Sottosegretario di Stato e ambasciatore all’Onu sotto il presidente George W. Bush, il settantenne Bolton era considerato un falco interventista, dall’Iran alla Corea del Nord sino al Venezuela. Privatamente Trump si era lamentato più volte che voleva trascinare gli Stati Uniti in una nuova guerra.

Le tensioni tra i due si erano aggravate quando il commander in chief aveva deciso all’ultimo momento di annullare un attacco all’Iran in risposta all’abbattimento di un drone americano e quando aveva deciso di incontrare il leader nordcoreano Kim Jong-un nella zona demilitarizzata attraversando il confine: in quell’occasione Bolton decise di non accompagnarlo e continuò il suo viaggio programmato precedentemente in Mongolia.
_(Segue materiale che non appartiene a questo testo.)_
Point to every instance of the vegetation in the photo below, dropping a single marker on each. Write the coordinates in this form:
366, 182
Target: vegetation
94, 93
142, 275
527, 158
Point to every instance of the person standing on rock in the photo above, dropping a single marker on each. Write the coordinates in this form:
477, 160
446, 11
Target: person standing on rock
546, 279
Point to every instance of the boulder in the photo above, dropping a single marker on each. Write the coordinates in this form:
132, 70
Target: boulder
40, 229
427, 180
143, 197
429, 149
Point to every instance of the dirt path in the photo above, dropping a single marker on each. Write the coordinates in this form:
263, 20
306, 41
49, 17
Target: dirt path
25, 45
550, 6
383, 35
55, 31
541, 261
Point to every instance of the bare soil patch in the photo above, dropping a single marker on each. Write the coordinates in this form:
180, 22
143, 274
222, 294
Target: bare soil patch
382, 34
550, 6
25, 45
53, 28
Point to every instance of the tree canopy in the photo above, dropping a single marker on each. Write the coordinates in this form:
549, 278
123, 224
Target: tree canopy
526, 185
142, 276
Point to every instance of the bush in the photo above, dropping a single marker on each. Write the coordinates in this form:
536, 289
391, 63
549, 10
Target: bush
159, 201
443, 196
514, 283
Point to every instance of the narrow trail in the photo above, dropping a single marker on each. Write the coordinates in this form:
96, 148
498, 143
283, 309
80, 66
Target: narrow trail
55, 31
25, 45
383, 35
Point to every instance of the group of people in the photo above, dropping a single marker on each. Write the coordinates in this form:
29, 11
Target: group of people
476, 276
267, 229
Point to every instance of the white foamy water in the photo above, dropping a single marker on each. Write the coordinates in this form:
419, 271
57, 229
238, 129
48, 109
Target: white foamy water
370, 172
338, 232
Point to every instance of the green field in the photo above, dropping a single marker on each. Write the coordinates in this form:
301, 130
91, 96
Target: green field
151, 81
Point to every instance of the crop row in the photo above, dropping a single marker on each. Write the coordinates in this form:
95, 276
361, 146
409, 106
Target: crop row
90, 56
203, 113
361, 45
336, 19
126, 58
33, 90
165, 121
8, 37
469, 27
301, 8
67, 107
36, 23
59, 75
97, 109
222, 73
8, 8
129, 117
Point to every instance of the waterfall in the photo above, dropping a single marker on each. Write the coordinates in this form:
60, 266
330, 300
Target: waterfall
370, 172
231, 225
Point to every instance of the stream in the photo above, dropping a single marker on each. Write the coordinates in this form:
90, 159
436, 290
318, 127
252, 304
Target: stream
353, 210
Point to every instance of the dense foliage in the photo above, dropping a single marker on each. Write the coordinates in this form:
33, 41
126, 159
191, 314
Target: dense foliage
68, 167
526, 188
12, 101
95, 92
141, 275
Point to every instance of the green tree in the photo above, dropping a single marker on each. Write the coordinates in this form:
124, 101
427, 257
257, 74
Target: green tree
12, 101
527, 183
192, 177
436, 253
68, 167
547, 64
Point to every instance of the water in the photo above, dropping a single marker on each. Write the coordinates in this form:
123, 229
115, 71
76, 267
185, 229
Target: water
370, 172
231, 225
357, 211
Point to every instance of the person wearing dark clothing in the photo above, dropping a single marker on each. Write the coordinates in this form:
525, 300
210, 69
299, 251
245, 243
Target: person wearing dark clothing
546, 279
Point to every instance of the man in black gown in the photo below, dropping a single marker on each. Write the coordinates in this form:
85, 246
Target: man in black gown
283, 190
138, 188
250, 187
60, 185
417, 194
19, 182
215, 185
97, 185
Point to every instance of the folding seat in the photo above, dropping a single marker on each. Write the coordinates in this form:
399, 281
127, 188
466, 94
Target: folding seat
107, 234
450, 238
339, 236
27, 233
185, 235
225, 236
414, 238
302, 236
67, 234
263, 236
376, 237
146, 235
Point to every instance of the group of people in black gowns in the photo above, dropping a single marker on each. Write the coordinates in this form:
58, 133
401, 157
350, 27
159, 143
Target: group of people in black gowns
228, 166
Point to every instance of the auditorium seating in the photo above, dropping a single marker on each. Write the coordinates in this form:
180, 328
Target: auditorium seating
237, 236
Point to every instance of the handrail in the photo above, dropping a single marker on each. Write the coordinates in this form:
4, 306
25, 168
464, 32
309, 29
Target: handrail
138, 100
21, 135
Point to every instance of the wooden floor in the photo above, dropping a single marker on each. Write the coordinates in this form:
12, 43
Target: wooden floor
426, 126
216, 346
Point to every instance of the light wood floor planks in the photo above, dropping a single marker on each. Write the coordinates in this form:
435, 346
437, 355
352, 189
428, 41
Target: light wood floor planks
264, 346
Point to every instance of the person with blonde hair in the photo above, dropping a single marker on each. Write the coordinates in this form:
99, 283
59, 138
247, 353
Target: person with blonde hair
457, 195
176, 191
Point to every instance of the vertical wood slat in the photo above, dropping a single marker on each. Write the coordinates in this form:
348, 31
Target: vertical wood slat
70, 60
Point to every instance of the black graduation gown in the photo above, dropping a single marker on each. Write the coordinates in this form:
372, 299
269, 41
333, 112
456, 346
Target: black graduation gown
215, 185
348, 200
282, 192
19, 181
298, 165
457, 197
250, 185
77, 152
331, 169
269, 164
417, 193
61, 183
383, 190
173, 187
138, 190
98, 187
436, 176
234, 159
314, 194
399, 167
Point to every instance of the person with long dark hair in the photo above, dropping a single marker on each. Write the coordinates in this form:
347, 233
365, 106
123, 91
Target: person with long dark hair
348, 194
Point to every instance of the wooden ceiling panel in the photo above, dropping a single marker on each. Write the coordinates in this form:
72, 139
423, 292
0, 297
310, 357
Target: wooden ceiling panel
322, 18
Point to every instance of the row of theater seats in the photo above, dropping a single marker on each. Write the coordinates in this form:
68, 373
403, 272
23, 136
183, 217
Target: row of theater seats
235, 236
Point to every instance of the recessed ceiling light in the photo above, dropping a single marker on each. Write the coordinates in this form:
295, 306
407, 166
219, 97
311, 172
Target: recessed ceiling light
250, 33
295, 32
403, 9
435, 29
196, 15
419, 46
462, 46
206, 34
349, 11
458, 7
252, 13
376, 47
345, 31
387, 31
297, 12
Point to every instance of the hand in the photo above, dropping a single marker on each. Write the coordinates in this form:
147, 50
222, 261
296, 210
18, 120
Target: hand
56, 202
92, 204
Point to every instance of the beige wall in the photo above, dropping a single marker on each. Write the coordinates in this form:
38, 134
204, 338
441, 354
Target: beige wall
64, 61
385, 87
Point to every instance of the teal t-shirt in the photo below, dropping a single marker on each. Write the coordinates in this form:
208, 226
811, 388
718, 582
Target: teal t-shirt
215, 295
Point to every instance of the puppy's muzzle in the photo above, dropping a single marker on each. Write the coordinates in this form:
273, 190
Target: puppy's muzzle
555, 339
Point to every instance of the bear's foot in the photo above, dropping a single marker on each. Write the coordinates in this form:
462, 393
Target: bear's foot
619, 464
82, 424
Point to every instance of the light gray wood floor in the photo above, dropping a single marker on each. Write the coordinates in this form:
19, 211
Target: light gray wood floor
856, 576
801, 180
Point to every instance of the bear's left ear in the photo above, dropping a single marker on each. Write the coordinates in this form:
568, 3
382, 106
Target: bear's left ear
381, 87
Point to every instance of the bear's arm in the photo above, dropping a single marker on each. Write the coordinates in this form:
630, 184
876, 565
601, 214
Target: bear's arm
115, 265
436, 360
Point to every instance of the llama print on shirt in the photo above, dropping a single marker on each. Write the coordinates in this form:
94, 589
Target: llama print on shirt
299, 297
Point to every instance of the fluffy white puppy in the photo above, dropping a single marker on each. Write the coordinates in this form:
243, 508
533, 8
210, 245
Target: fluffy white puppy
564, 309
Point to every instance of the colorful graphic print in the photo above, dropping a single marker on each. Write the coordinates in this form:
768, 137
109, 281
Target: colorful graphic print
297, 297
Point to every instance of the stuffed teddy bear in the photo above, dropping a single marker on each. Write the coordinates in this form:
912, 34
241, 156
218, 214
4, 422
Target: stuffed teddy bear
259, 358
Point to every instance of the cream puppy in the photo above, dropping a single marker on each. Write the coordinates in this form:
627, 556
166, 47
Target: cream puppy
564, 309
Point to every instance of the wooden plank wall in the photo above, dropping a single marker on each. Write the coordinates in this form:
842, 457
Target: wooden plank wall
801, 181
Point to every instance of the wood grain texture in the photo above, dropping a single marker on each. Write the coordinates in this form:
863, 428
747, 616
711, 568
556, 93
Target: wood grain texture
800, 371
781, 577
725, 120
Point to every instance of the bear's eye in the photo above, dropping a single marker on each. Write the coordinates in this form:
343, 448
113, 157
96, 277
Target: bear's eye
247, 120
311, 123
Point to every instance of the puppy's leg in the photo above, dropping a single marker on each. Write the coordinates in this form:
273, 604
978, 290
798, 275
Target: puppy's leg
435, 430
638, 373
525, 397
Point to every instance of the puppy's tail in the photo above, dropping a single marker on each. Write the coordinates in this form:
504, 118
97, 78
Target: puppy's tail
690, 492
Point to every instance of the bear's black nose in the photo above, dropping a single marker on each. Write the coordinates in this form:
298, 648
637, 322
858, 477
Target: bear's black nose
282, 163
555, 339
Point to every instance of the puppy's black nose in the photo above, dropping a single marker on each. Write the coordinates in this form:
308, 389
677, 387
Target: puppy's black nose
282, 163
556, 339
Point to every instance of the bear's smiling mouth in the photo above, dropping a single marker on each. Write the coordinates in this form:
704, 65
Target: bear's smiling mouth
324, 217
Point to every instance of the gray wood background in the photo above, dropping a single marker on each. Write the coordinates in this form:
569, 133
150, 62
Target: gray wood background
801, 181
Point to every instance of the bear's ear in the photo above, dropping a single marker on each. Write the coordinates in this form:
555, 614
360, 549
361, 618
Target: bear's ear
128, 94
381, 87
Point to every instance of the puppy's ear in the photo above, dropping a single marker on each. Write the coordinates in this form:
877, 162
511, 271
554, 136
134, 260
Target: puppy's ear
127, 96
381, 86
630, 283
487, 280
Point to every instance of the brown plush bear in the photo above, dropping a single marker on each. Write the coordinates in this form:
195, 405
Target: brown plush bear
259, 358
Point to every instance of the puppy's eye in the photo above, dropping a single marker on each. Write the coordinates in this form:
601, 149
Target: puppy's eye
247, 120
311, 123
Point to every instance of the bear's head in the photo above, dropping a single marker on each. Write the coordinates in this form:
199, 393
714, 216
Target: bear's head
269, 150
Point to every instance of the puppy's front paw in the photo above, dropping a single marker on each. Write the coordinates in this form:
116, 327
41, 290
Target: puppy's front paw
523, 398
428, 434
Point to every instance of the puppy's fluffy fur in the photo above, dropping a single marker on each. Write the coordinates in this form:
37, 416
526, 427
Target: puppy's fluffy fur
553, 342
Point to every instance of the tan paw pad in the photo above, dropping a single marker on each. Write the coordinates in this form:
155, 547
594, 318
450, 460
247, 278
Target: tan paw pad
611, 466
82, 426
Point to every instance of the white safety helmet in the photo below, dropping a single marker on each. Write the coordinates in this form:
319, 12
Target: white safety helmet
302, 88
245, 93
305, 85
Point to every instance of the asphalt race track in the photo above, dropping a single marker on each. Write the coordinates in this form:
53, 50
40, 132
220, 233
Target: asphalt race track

Ultimamente il consigliere per la sicurezza nazionale ha remato contro l’ipotesi di un incontro fra Trump e il presidente iraniano Hassan Rohani e ha criticato pesantemente i lanci di missili nordcoreani a corto raggio, sdrammatizzati invece dal tycoon. L’opposizione ai negoziati con i talebani gli è stata fatale. 

I precedenti

L’elenco di chi è stato licenziato o si è dimesso nell’attuale amministrazione americana è lunghissimo, con un turnover senza precedenti nel primo mandato presidenziale, dove Donald Trump continua a tagliare teste gridando “you’re fired” come nel popolare reality show The Apprentice che conduceva in passato.

Tra le vittime più illustri figurano l’ex segretario di Stato Rex Tillerson, l’ex capo del Pentagono Jim Mattis, l’ex procuratore generale Jeff Sessions, l’ex capo dell’Fbi James Comey e il suo vice Andrew McCabe, l’ex capo della National Intelligence Dan Coats, il capo di gabinetto John Kelly, l’ex capo stratega Steve Bannon, l’ex consigliere economico Gary Cohn.

Anche il portavoce della Casa Bianca è cambiato tre volte: ora c’è Stephanie Grisham, dopo Sarah Sanders e Sean Spicer. Sono stati costretti a dimettersi la ministra dell’interno Kirstjen Nielsen, l’avvocato della Casa Bianca Donald F. McGahn, l’altro capo di gabinetto Reince Priebus, la direttrice delle comunicazioni della Casa Bianca Omarosa Manigault Newman.

Hanno lasciato invece l’ex ambasciatrice all’Onu Nikki Haley, la vice consigliera per la sicurezza nazionale Dina H. Powell, i direttori delle comunicazioni della Casa Bianca Antony Scaramucci e Hope Hicks. L’elenco, che continua con nomi meno noti e posizioni meno importanti, è di certo destinato ad arricchirsi prima della fine del primo mandato di Trump.